In spite of this likely increase in workload, medical visits will become much more complicated and lengthy due to a list of 24 responsibilities which physicians must comply with when seeing these patients (Section 7-4-5). These will include, among other obligations, performing a "thorough history and physical examination" on "all patients with a GM disorder," assessing the "degree of control of each chronic disease," "ordering monitoring," "providing appropriate educational information ... at each visit," and "ordering all medications," presumably even psychiatric medications. Moreover, if patients decline any therapy they must sign a "refusal of treatment" form and the treating doctor will be "responsible for providing a system whereby noncompliant patients ... will be counseled." Doctors are responsible for "documenting in the health record all relevant information at each visit" and for "scheduling the next appointment". The list goes on and on.
Lawsuits Will Proliferate
While each of the guidelines may be a worthwhile goal, the vagueness of language, i.e., "ordering all medication" or "documenting all relevant information" is an open invitation to lawyers for the inmates to sue the department and the doctors. The length of the list, the lack of doctors, nurses, and ancillary personnel, and the lack of other resources, make the program a classic Catch 22. The doctors must provide specified services, and the department won't provide the time and resources to provide the services.
The UAPD Response
The UAPD team's initial proposal was that the guidelines be scrapped and that a joint team of management and rank and file physicians develop guidelines which are workable within the context of the resources available in the CDC. This proposal was rejected by the department.

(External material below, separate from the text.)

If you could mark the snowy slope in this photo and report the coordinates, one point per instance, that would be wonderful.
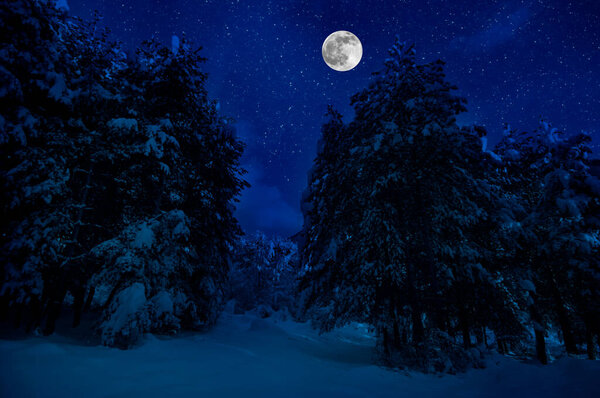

It became clear to the union team that it will be difficult to make major changes in the guidelines. The courts and attorneys have already approved them. While this indicates bad faith bargaining on behalf of the department, it is an important consideration.
The UAPD bargaining team then decided that the best approach would be for the UAPD members in CDC to do a detailed analysis of the time and resources necessary to comply with the chronic care and QMAT guidelines. Doctors in each CDC institution need to review the chronic care guidelines in Volume 7 of the program and QMAT guidelines to determine how much time it would take them to abide by the guidelines. They also need to determine what other resources are necessary to comply.
The UAPD will gather this data from our members and negotiate with the department about increased staffing and other resources. If CDC is unwilling to provide the resources necessary to comply with its own guidelines, the union will be compelled to go to the Plata court and ask it to order the department to hire the additional doctors and nurses and provide additional resources needed for compliance.